Don’t ask why, ask the PGA guy

Congratulations to all the high school champions, notably Hinsdale Central, whose boys team won the state championship and whose girls team finished third. It was a cool, windy day downstate last Saturday and conditions were not easy. Special shouts out to my students Isabella Abdullah (Benet), Sam Buddig (Hinsdale South), Jack Costello (Morgan Park Academy) and Madelynn Swank (Hinsdale Central) who all made it downstate and played well. You are all winners in my eyes. Now for some questions.

Craig from Western Springs asks one of my favorites: How do I cure my slice?

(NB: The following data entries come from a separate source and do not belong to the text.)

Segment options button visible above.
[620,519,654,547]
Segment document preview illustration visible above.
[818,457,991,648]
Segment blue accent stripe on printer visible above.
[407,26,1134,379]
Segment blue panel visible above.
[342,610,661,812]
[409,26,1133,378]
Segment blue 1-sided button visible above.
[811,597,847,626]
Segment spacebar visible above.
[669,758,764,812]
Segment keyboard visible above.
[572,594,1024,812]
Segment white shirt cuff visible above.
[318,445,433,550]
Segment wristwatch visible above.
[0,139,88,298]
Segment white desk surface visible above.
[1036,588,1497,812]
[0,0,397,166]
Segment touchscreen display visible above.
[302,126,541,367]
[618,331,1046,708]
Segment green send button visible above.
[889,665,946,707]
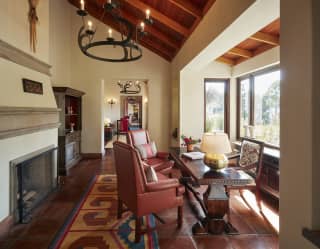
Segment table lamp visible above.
[200,132,232,170]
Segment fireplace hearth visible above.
[10,145,57,223]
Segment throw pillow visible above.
[145,167,158,182]
[239,141,260,177]
[136,142,157,159]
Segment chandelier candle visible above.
[146,9,150,20]
[108,29,112,38]
[88,21,92,31]
[80,0,84,10]
[140,22,144,32]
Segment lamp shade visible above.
[200,132,232,154]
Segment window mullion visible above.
[249,75,254,125]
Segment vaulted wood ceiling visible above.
[68,0,215,61]
[216,19,280,66]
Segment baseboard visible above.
[0,215,14,238]
[81,153,103,159]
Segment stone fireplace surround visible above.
[10,145,58,223]
[0,106,60,225]
[0,31,60,235]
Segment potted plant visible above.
[181,135,201,152]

There are a number of ways, Craig, but the first thing I look at is the position of the hands on the grip. Most players that slice the ball have a “weak” grip in their upper hand (left hand for right handed players), one where they hold the club more in their palm so that the palm faces directly opposite the direction of the shot. That palm should face more towards the ground so that the back of the hand is visible from above. The other hand should be set so that the palm faces more upwards. This should allow the player to square the clubface more easily through the impact area. If that doesn’t work, schedule a lesson with your PGA professional and get it fixed.

Ellen from Downer’s Grove asks: When should I replace my wedges?

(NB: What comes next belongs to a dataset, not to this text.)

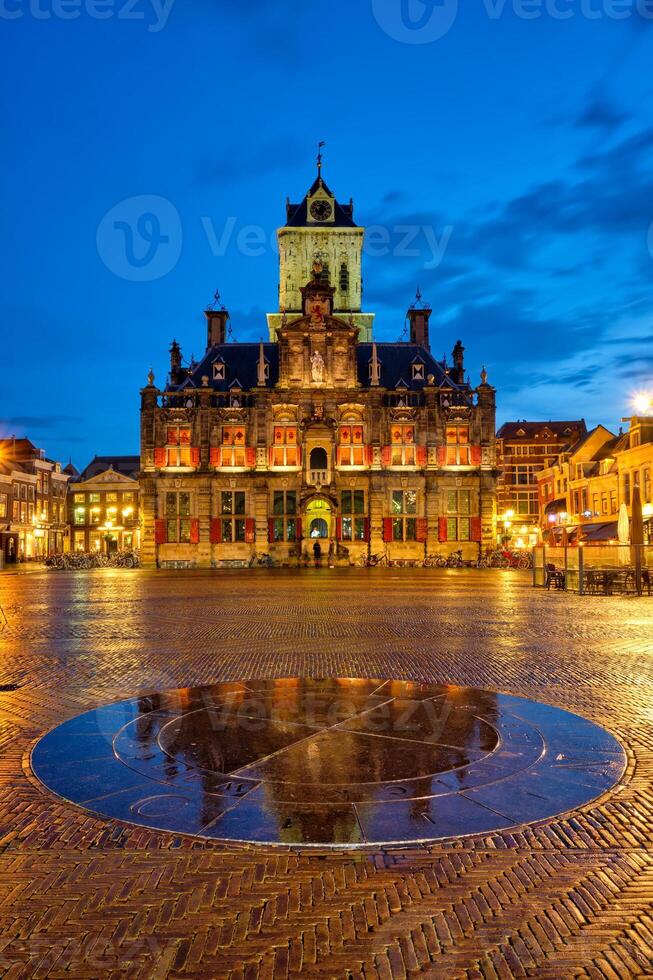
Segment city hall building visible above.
[140,165,496,568]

If you play regularly Ellen, say 3-4 times a week, you should probably get new wedges every other year. The faces wear down and lose some of their “grip” making it less easy to spin the ball. Tour players change their wedges on average every month and some as often as every week, well Vijay Singh does, for one! Try to stick with the brand and model that you are currently using so that you will be familiar with the new wedges pretty quickly.

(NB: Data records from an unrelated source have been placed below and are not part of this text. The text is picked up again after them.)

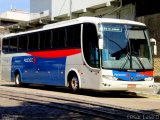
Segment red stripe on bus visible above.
[28,49,81,58]
[139,71,153,76]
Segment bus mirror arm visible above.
[150,38,157,55]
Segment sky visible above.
[0,0,30,13]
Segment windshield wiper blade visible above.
[134,54,145,70]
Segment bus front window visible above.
[102,24,152,70]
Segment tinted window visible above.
[66,25,81,47]
[18,35,28,52]
[83,23,99,67]
[2,38,9,53]
[28,33,39,51]
[9,37,18,53]
[52,29,59,48]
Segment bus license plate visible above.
[128,84,136,88]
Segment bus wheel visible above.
[15,74,22,87]
[69,76,79,92]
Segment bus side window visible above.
[83,23,100,68]
[9,37,18,53]
[28,32,39,51]
[18,35,28,52]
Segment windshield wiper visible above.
[132,52,145,70]
[120,52,130,70]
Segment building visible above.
[30,0,135,21]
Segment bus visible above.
[1,17,154,91]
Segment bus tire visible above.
[15,73,22,87]
[69,75,79,92]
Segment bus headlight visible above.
[144,77,154,81]
[102,75,118,80]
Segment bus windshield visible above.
[101,23,152,70]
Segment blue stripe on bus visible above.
[11,56,66,86]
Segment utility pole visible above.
[69,0,72,20]
[11,0,13,11]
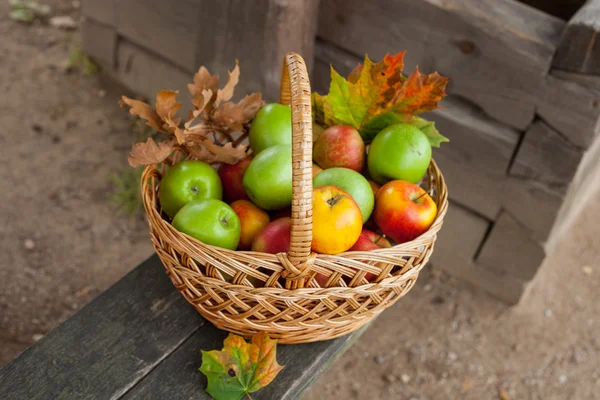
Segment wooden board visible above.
[476,212,545,281]
[81,17,117,69]
[0,256,368,400]
[195,0,318,101]
[537,75,600,149]
[0,257,205,400]
[115,0,202,71]
[319,0,564,129]
[81,0,115,28]
[113,39,193,107]
[553,0,600,75]
[123,325,364,400]
[510,120,583,193]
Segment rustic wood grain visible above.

Peter from La Grange asks: Is it really a good idea to be fitted for clubs?

Honestly, Peter, it depends on how often you play. The occasional golfer that only plays five or six times a year should probably not bother but if you are serious about game improvement and play frequently you should definitely be fitted by a qualified PGA professional. A fitting will probably last about an hour and will make sure that your clubs fit your swing. Fitting involves length of club, loft, lie angle and shaft flex and should include set configuration. Make sure you get fitted properly for your putter too. As a qualified SeeMore fitter I work with all my clients to ensure length and lie angle are correct before getting a new putter. I will also throw in a free half hour putting lesson once the club arrives.